March 27/2021(ENA) The results attained in reducing foreign debt over the last three years are encouraging and persistent efforts are needed to sustain it, Professor Costantinos Berhe said.
In an exclusive interview with ENA, Public Policy Professor Costantinos Berhe said the impact of debt in any economy, especially in emerging economies like Ethiopia, is very grave unless carefully managed.
Debt is a very important national instrument in countries like Ethiopia and other African countries that are emerging out of post-colonial and post-military rules, he added.
“Ethiopia’s debt sustainability has always been good,” the professor stated, adding that IMF has always said its debt is sustainable; which means that Ethiopia can repay its debt. “Even if I don’t know the detail plans of the prime minister to clean up the debt in the next three years, it is very essential that we do it and Ethiopia has the capacity to do it.”

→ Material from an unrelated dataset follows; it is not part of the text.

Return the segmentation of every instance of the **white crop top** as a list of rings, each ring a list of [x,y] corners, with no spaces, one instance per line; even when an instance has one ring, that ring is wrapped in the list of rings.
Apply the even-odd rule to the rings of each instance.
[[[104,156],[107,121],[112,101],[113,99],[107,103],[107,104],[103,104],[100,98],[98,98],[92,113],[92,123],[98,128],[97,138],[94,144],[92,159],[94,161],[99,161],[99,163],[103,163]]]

He believes that enhancing the role of the private sector in the economy will pave the way for Ethiopia to manage its foreign debt, which will in turn lure Foreign Direct Investment to the country.
Ethiopia needs to establish a capital structure where Foreign Direct Investment can be promoted, and the capital structure includes the establishment of capital markets, the professor pointed out.
“Credit and capital market are very important because the capital markets provide the incentive and resources for the private sector to flourish, and the private sector provides credit for the capital markets to function. The mutual relationship between the two grew in countries like China and Vietnam in this manner.”
Loans in mostly African countries are taken by corrupt leaders leaving the aspired projects to be white elephant projects, Professor Costantinos said, adding that “governments need to therefore intensify the fight against corruption.”
It is to be recalled that Prime Minister Abiy Ahmed told the parliament on March 23, 2021 that the measures taken to reduce foreign debt burden has registered significant achievement by lowering the 37.6 percent debt in 2010 to 26.8 percent in 2012 Ethiopian fiscal year.
The premier said this clearly demonstrates that if extra efforts are exerted it is possible to clean up the debt in the next three years.